Hello, we’re running:
- Openfire 5.0.1
- Hazelcast plugin 5.5.0.1
- Two clustered server instances (8xCPU, 32GB RAM)
This is a setup intended to replace our original single server deployment that handles ~60.000 connections at its busiest periods.
With this cluster, the moment the load starts increasing rapidly (first time in the morning when clients start to connect), we are seeing continuous timeout and threading errors such as:
2025.10.13 08:31:56.514 ^[[32mINFO ^[[m [hz.openfire.cached.thread-248]: org.jivesoftware.openfire.session.RemoteSessionTask - An exception was logged while executing RemoteSessionTask to close session: LocalClientSession{address=204fda1d-0867-4781-85a9-7ea7e5936cee@xmpp.displaynote.com/I/5F3601E1F57AC2A2BE5E976DD537229D130B7155, streamID=373st5uxpw, status=CLOSED, isEncrypted=true, isDetached=false, serverName='xmpp.displaynote.com', isInitialized=true, hasAuthToken=true, peer address='168.254.25.129', presence='<presence from="204fda1d-0867-4781-85a9-7ea7e5936cee@xmpp.displaynote.com/I/5F3601E1F57AC2A2BE5E976DD537229D130B7155"><c xmlns="http://jabber.org/protocol/caps" hash="sha-1" node="https://github.com/qxmpp-project/qxmpp" ver="K3ag6SarEcZHRQXYiCJ4QixxRkE="></c><receiver-status xmlns="https://www.displaynote.com/ns/commands" receiver-platform="android" status="idle" version-tag="2.39.11"></receiver-status></presence>'}
java.util.concurrent.TimeoutException: null
at java.util.concurrent.FutureTask.get(FutureTask.java:204) ~[?:?]

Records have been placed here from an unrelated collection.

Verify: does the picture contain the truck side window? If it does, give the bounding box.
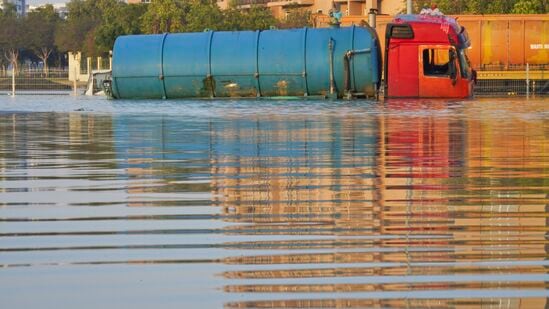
[423,48,450,77]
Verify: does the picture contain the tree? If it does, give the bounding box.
[25,4,60,76]
[141,0,187,33]
[55,0,103,54]
[184,0,225,32]
[512,0,549,14]
[240,5,277,30]
[94,2,147,53]
[278,5,313,29]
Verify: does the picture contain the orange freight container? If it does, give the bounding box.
[315,15,549,71]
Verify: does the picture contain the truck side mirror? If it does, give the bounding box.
[448,49,457,85]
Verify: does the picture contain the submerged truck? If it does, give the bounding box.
[104,15,475,99]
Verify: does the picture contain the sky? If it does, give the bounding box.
[27,0,69,5]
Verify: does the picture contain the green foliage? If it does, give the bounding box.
[0,0,549,65]
[512,0,549,14]
[240,5,277,30]
[184,0,225,32]
[278,7,313,29]
[414,0,549,14]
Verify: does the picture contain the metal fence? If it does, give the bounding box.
[0,68,73,92]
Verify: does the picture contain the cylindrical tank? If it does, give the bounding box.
[112,26,381,98]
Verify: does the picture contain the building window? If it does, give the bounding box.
[423,48,451,76]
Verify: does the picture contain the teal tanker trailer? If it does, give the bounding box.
[107,26,381,99]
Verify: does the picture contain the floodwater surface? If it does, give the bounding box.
[0,96,549,308]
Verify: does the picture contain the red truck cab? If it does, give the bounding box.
[384,15,475,98]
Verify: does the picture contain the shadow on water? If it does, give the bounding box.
[0,96,549,308]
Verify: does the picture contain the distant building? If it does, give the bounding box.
[0,0,27,16]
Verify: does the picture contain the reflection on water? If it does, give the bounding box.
[0,100,549,308]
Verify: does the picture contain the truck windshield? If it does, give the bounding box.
[458,49,471,78]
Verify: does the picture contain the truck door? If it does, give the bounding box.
[418,45,463,98]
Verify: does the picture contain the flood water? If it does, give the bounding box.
[0,96,549,308]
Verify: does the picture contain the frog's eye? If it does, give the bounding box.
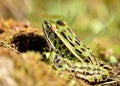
[44,21,51,29]
[56,20,65,26]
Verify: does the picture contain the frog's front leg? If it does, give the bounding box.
[46,51,72,70]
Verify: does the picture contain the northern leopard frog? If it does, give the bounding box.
[42,21,111,83]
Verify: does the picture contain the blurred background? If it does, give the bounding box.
[0,0,120,56]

at org.jivesoftware.openfire.session.RemoteSessionTask.run(RemoteSessionTask.java:162) ~[xmppserver-5.0.1.DNRC1.jar:5.0.1.DNRC1]
at org.jivesoftware.openfire.session.ClientSessionTask.run(ClientSessionTask.java:71) ~[xmppserver-5.0.1.DNRC1.jar:5.0.1.DNRC1]
at org.jivesoftware.openfire.plugin.util.cache.ClusteredCacheFactory$CallableTask.call(ClusteredCacheFactory.java:603) ~[hazelcast-5.5.0.1.jar:?]
at java.util.concurrent.FutureTask.run(FutureTask.java:317) ~[?:?]
at com.hazelcast.executor.impl.DistributedExecutorService$Processor.run(DistributedExecutorService.java:286) ~[hazelcast-5.5.0.jar:5.5.0]
at com.hazelcast.internal.util.executor.CachedExecutorServiceDelegate$Worker.run(CachedExecutorServiceDelegate.java:220) ~[hazelcast-5.5.0.jar:5.5.0]
at java.util.concurrent.ThreadPoolExecutor.runWorker(ThreadPoolExecutor.java:1144) ~[?:?]
at java.util.concurrent.ThreadPoolExecutor$Worker.run(ThreadPoolExecutor.java:642) ~[?:?]
at java.lang.Thread.run(Thread.java:1583) [?:?]
at com.hazelcast.internal.util.executor.HazelcastManagedThread.executeRun(HazelcastManagedThread.java:76) [hazelcast-5.5.0.jar:5.5.0]
at com.hazelcast.internal.util.executor.PoolExecutorThreadFactory$ManagedThread.executeRun(PoolExecutorThreadFactory.java:74) [hazelcast-5.5.0.jar:5.5.0]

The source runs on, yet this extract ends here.